Вета подумала – как же должен был выглядеть тот гражданин, что даже этому чучелу его наружность показалась сомнительной?
Арсений, однако, ответил не моргнув глазом:
– Извините, Ардальон Гаврилович, сейчас я занят другим вопросом, мне не до «Диалогов». Тем более что вы сами сказали, что тот гражданин был сомнительной наружности… а вот скажите мне, где я могу найти Револьда Марксэновича?
– Иисусова? – переспросил старик. – Так он здесь уже дня три не появлялся. У него срочная работа, совсем зашивается, так что ищи его на Бассейной…
Через четверть часа Вета и Арсений подъехали к унылому трехэтажному дому на Бассейной улице – той самой, которую каждый знает с детства по стихотворению «Жил человек рассеянный на улице Бассейной».
Арсений закрыл машину и вошел под арку дома.
Они попали в обычный городской двор – с чахлыми кустиками, детской площадкой и непременным проржавевшим «запорожцем», давно превратившимся из средства передвижения в памятник советскому автопрому.
Впрочем, от обычного двора этот двор отличался тем, что за детской площадкой виднелся одноэтажный кирпичный флигель.
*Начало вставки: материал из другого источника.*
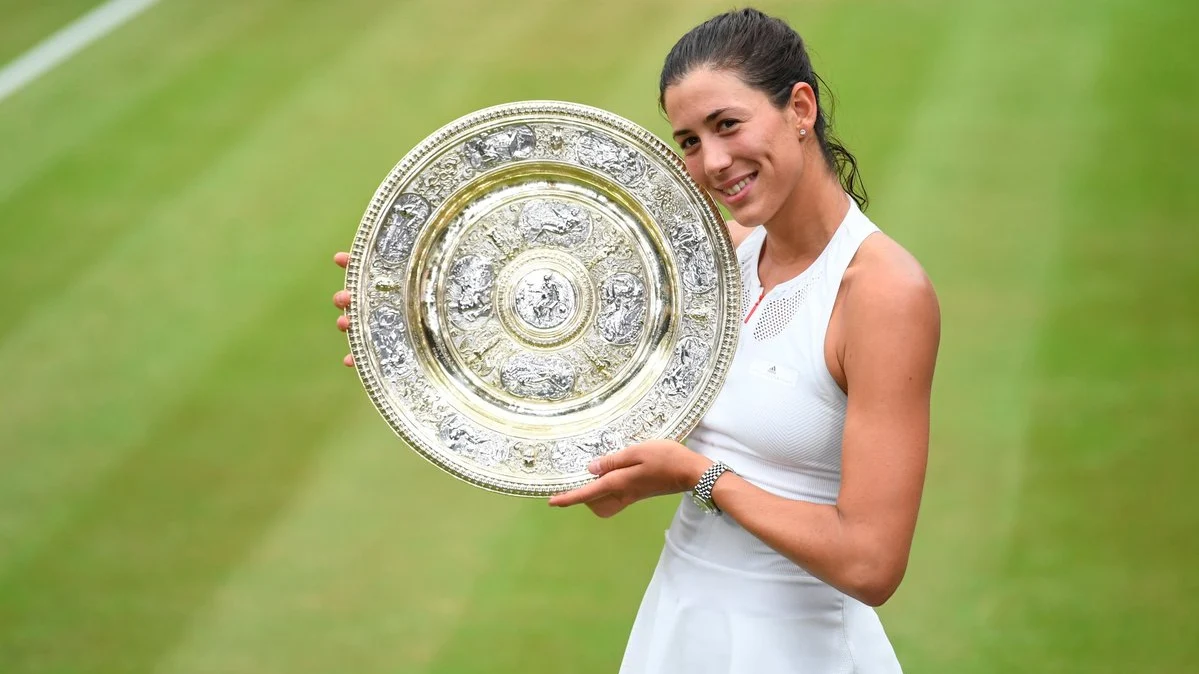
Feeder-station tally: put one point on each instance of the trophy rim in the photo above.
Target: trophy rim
(724, 258)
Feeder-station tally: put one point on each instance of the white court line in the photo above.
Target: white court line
(66, 42)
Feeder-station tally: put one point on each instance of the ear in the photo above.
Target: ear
(803, 107)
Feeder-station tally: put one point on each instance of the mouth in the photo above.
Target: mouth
(736, 191)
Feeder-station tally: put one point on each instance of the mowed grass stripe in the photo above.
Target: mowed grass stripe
(964, 196)
(46, 124)
(1100, 577)
(116, 584)
(91, 198)
(25, 24)
(89, 373)
(367, 571)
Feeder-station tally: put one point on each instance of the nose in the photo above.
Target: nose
(716, 160)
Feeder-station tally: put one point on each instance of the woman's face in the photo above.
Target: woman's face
(736, 144)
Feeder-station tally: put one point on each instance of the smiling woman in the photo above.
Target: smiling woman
(806, 474)
(807, 471)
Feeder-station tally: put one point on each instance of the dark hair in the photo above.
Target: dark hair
(769, 55)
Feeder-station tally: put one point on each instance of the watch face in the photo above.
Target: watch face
(706, 506)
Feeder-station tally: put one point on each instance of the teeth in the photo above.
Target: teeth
(737, 187)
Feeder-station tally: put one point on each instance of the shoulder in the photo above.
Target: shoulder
(737, 233)
(886, 288)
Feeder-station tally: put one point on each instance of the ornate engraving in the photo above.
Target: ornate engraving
(407, 218)
(621, 308)
(573, 455)
(469, 290)
(494, 148)
(694, 256)
(387, 335)
(524, 263)
(555, 223)
(444, 176)
(538, 377)
(686, 367)
(544, 299)
(615, 158)
(471, 443)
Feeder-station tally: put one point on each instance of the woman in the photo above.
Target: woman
(807, 471)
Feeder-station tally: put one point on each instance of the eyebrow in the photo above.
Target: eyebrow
(709, 119)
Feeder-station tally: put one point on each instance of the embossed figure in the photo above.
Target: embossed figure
(573, 455)
(469, 441)
(691, 357)
(407, 217)
(544, 299)
(531, 375)
(469, 290)
(802, 481)
(492, 149)
(607, 155)
(621, 308)
(696, 256)
(387, 335)
(555, 223)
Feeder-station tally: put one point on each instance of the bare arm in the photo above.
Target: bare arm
(890, 329)
(891, 325)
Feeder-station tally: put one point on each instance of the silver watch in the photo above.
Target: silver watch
(703, 492)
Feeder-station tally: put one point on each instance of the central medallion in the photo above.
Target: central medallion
(544, 299)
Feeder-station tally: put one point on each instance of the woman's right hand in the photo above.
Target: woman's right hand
(342, 301)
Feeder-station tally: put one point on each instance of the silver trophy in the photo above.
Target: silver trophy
(537, 284)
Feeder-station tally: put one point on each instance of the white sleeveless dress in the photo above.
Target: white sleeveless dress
(722, 601)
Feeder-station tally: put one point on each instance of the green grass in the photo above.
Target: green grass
(191, 482)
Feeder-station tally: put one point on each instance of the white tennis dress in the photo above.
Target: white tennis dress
(722, 601)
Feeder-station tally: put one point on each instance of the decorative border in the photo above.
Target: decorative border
(534, 110)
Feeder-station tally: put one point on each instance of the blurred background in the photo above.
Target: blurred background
(192, 482)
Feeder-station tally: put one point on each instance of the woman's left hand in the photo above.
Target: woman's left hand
(639, 471)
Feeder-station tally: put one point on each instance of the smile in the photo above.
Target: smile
(735, 188)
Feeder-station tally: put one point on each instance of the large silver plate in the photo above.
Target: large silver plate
(537, 284)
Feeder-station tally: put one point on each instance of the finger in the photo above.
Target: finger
(607, 463)
(606, 506)
(583, 494)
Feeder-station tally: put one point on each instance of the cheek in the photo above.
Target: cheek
(694, 166)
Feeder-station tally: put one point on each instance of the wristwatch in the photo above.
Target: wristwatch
(703, 492)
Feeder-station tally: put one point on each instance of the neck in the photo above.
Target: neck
(805, 224)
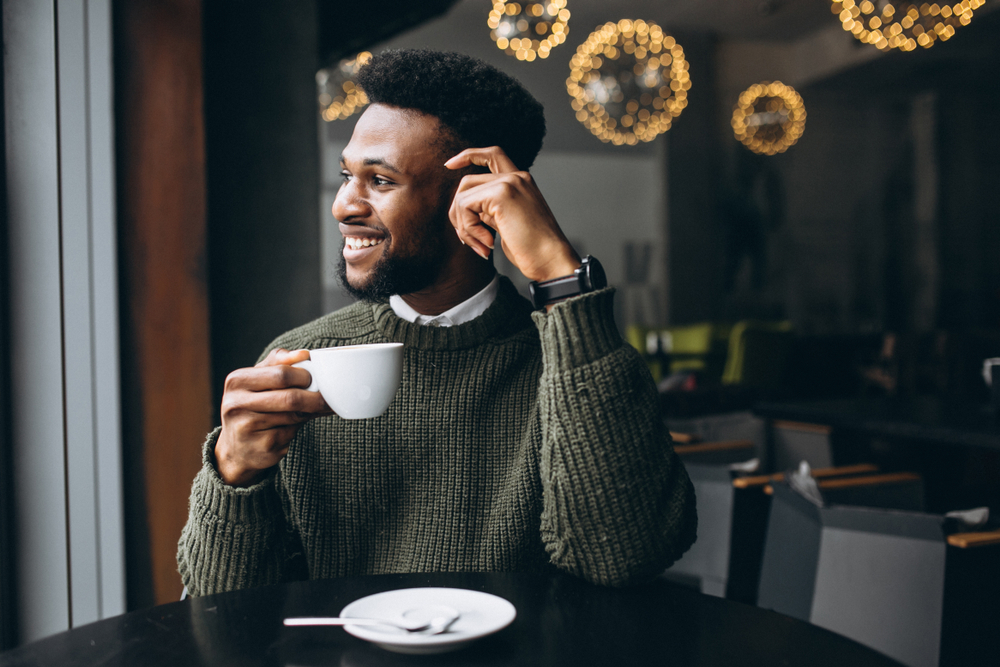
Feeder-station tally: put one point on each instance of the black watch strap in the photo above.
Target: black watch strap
(588, 278)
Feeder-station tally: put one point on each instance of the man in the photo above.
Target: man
(516, 441)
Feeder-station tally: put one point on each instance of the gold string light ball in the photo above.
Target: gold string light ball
(628, 82)
(769, 117)
(896, 24)
(530, 30)
(339, 98)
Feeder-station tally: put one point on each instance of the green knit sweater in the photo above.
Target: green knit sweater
(517, 441)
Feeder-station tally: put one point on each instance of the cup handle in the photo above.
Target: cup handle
(308, 365)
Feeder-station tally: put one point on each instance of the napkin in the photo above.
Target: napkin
(803, 482)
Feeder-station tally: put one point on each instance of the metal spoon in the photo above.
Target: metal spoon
(434, 626)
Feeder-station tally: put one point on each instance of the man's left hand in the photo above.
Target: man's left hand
(508, 201)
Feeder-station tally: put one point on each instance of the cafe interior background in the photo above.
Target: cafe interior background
(170, 167)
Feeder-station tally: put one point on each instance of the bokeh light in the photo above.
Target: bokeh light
(769, 117)
(339, 98)
(896, 24)
(628, 82)
(530, 30)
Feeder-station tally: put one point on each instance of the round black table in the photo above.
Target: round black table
(561, 620)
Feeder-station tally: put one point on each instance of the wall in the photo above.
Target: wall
(65, 440)
(262, 176)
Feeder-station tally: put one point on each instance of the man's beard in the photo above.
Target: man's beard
(399, 275)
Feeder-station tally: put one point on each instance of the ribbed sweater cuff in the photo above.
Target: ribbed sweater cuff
(230, 504)
(578, 331)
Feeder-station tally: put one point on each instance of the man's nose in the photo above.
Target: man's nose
(349, 205)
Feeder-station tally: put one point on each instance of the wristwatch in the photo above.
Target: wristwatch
(588, 278)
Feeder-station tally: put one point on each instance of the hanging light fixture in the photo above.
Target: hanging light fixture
(628, 82)
(769, 117)
(530, 30)
(898, 24)
(339, 98)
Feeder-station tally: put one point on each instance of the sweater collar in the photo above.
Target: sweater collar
(508, 313)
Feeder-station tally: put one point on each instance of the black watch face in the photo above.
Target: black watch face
(595, 274)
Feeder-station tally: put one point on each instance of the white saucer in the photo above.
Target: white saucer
(481, 614)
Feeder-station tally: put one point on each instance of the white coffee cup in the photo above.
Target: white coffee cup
(356, 381)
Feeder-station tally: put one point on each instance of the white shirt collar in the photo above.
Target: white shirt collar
(464, 312)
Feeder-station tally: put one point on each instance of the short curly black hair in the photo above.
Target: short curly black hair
(481, 105)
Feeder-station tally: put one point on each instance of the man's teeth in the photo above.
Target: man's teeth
(355, 243)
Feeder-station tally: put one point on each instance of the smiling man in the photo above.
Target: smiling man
(523, 436)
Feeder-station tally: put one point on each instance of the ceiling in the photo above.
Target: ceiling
(766, 20)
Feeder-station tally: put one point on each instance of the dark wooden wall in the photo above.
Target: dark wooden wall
(262, 174)
(167, 400)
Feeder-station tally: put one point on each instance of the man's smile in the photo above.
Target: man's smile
(356, 243)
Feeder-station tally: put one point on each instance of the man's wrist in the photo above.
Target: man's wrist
(563, 265)
(231, 472)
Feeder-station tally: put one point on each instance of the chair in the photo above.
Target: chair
(732, 518)
(792, 442)
(874, 574)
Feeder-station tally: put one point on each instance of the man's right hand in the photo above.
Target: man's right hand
(262, 408)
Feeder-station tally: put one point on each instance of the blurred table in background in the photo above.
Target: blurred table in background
(561, 620)
(919, 419)
(954, 445)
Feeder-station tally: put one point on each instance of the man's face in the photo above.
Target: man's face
(393, 204)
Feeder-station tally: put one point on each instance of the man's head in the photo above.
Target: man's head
(426, 107)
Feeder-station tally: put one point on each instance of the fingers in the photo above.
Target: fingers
(267, 378)
(281, 356)
(478, 206)
(492, 157)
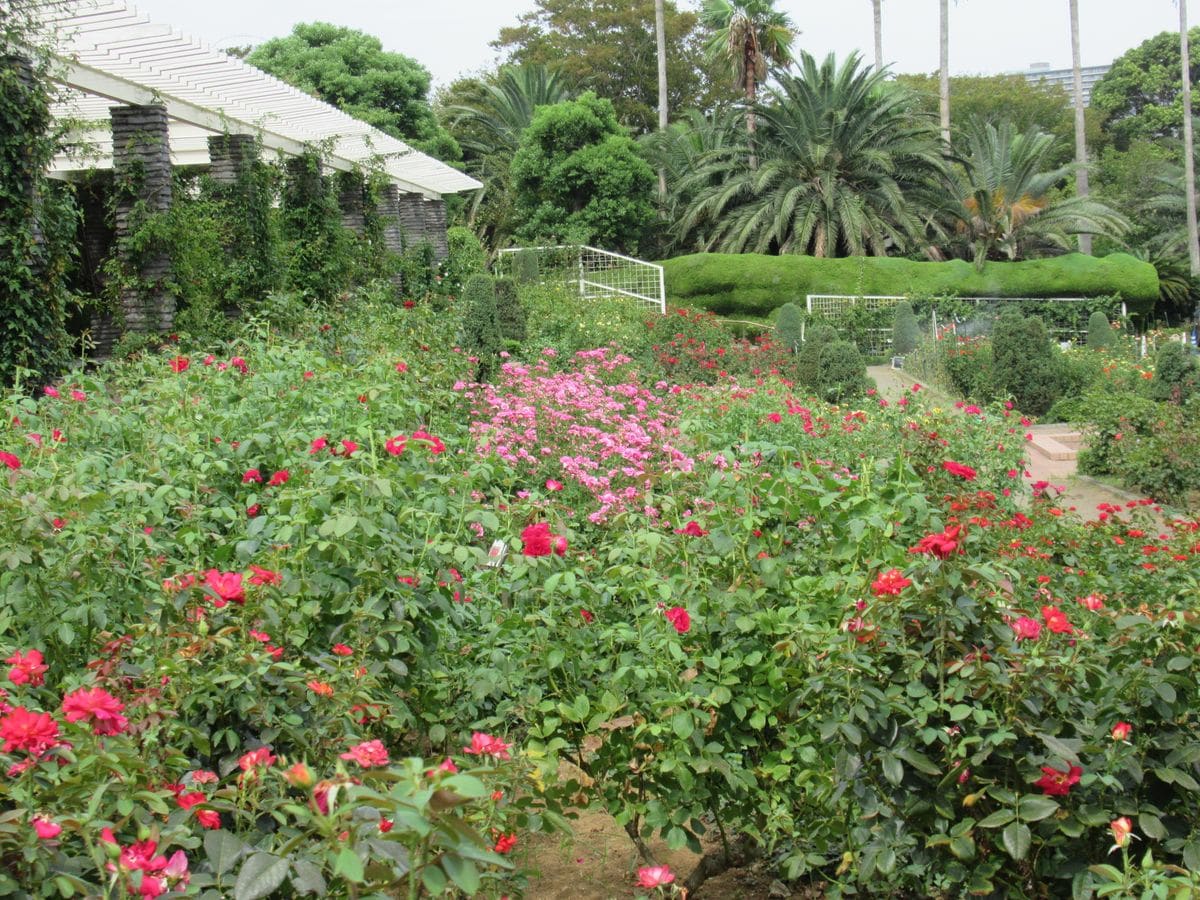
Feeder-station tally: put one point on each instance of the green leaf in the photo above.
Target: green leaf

Должно быть, когда-то в нем располагалась кочегарка, теперь же флигель был переоборудован в столярную мастерскую.
Эту-то мастерскую и арендовал последние годы Револьд Марксэнович Иисусов.
Имя Револьд расшифровывается как «Революционное движение», Марксэн же, как нетрудно догадаться, – «Маркс и Энгельс». Своим необычным именем господин Иисусов был обязан не столько коммунистическим убеждениям покойного родителя, сколько его боязливому характеру.
Покойный батюшка боялся, что в стране воинствующего атеизма крамольная фамилия Иисусов принесет ему самому и его единственному отпрыску бесчисленные неприятности, поэтому собственное сомнительное имя Маврикий он поменял на Марксэн, а сына сразу назвал Револьдом, чтобы облегчить его судьбу и открыть перед ним дорогу в светлое будущее. Революционное имя не спасло Марксэна, он все же получил срок за не вовремя рассказанный анекдот, сын же его благополучно дожил до весьма зрелого возраста, занимаясь солидным и уважаемым делом столяра-краснодеревщика.
В наше время уважающий себя представитель среднего класса уже не может удовлетвориться типовой шведской мебелью из магазина «Ikea», он тянется к прекрасному и хочет поставить в своей гостиной старинное бюро, горку или хотя бы антикварный столик из карельской березы. Однако не каждый может себе позволить отлично отреставрированную мебель из дорогого антикварного салона, и тут выходит на сцену Револьд Марксэнович. Он берет скромный бабушкин комод или шкаф, в котором последние пятьдесят лет держали картошку, снимает с него верхний слой выцветшего и потемневшего лака, ставит на место дверцы и ножки, восполняет утраченные детали и возвращает счастливому хозяину вполне достойное антикварное изделие.
Арсений подошел к дверям мастерской и позвонил.
Поскольку на звонок никто не отреагировал, он постучал в дверь кулаком, а потом ногой.
На этот раз откуда-то из глубины флигеля донесся приглушенный голос:
– Заходите, не заперто! Только головы берегите!